Bruxelles, 03/03/2009 (Agence Europe) - Les ministres de l'Environnement des Vingt-sept ont eu, lundi
2 mars à Bruxelles, un débat d'orientation sur la proposition de directive visant à renforcer et à simplifier la législation communautaire applicable à la pollution industrielle par la refonte en un seul texte de 7 directives existantes dont la directive dite « IPPC » sur la prévention et la réduction intégrées de la pollution (EUROPE n° 9825 et n° 9571). Résumant les lignes de force d'un débat qualifié d'« excellent », Martin Bursík, vice-Premier ministre et ministre tchèque de l'Environnement qui a présidé la session, a cité:
1) un soutien majoritaire des délégations au renforcement des documents de référence (baptisés Brefs) sur les meilleures technologies disponibles (MTD) pour l'octroi des permis d'exploitation, au regard notamment des valeurs limites d'émissions (la Commission européenne estime que les États membres n'ont pas mis en œuvre correctement la directive IPPC en permettant une trop grande divergence entre les autorisations délivrées aux installations industrielles et les MTD). Mais une majorité de délégations souhaitent maintenir le statut non contraignant des Brefs.
2) un appui à la révision des valeurs limites d'émissions en fonction des MTD, mais les délégations estiment dans leur très large majorité que l'adoption de valeurs limites minimales auxquelles on ne pourrait déroger pour tous les secteurs irait à l'encontre des MTD (puisque ces exigences minimales représenteraient des niveaux d'émissions supérieurs aux MTD) et alimenterait la confusion. Seules l'Allemagne et l'Autriche se sont montrées favorables à la fixation, par procédure de comitologie, de ce « filet de sécurité » qui a également les faveurs de la commission de l'environnement du Parlement européen.

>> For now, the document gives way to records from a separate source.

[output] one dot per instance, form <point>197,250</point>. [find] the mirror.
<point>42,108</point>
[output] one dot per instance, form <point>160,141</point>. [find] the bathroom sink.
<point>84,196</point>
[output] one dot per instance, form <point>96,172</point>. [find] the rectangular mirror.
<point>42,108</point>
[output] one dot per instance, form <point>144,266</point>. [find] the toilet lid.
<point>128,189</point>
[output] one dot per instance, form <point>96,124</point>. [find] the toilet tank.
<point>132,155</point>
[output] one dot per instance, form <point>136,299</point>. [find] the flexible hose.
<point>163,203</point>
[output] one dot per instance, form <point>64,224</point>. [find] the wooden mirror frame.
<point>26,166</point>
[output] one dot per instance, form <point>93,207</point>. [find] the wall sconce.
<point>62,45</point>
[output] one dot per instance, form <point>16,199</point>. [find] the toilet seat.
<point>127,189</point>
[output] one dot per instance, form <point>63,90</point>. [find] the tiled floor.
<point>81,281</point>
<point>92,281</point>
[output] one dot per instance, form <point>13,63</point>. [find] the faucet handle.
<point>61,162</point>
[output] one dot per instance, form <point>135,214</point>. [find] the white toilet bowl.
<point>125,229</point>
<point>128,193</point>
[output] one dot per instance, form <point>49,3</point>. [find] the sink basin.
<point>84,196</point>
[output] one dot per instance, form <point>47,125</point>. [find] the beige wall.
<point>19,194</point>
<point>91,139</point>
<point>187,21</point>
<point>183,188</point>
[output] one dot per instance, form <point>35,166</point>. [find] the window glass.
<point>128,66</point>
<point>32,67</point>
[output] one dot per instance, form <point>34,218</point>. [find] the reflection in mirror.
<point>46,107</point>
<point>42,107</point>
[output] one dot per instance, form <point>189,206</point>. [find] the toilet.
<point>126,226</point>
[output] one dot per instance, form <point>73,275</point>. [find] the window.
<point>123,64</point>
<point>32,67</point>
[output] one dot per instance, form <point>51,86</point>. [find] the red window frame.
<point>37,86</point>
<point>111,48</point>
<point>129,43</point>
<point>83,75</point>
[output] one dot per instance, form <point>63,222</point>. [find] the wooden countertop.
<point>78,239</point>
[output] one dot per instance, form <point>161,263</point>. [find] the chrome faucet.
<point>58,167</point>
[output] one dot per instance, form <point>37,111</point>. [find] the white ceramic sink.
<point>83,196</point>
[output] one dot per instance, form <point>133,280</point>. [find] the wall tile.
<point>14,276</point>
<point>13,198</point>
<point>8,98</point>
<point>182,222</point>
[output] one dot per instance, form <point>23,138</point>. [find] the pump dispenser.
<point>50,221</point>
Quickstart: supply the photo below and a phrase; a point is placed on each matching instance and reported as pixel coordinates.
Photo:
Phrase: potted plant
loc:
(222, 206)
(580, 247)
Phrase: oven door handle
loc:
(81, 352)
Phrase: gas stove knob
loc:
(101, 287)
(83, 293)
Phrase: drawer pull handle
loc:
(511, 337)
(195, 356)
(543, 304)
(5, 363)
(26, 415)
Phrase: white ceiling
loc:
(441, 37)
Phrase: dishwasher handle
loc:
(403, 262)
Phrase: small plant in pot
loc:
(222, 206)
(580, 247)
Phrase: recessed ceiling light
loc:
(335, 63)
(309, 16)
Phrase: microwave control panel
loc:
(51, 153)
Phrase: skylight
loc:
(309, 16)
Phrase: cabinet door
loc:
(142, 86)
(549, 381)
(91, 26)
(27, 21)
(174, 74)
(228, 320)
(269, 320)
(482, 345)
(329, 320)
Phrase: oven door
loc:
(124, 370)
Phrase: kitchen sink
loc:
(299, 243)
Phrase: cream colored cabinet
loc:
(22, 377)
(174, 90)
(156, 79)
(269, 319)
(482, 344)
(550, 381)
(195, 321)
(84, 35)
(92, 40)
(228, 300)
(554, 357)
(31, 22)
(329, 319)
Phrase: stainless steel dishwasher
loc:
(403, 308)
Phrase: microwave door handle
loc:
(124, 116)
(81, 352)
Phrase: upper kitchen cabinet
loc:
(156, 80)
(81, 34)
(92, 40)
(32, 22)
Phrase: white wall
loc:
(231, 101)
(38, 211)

3) un soutien majoritaire à l'alignement, dès 2016, des objectifs d'émissions pour les grandes installations de combustion (les centrales électriques et les installations de combustion dans les raffineries de pétrole et l'industrie métallurgique) sur les meilleures technologies disponibles. Mais ces nouvelles exigences, applicables aux grandes installations, devront s'accompagner d'une flexibilité permettant de tenir compte des spécificités locales. Si certaines délégations souhaitent que les exigences actuelles puissent continuer à s'appliquer jusqu'en 2020, la majorité peut se rallier au principe d'une période transitoire entre 2016 et 2020.
4) un refus de la plupart des délégations de voir incluses dans le champ d'application de la directive IPPC les petites installations ayant une capacité comprise entre 20 et 50 MW, puisque, selon les États membres récalcitrants, les coûts de cette inclusion seraient supérieurs aux bénéfices escomptés pour l'environnement.
Devant la presse, le président du Conseil a insisté sur l'importance que revêt ce dossier étant entendu que « les quelque 52 000 installations industrielles actuellement couvertes par la directive IPPC sont responsables de 83% des émissions de CO2 en Europe, de 55% des composés organiques volatils (COV) et de 34% des oxydes d'azote ». Le débat se poursuivra sous la Présidence suédoise. (A.N.)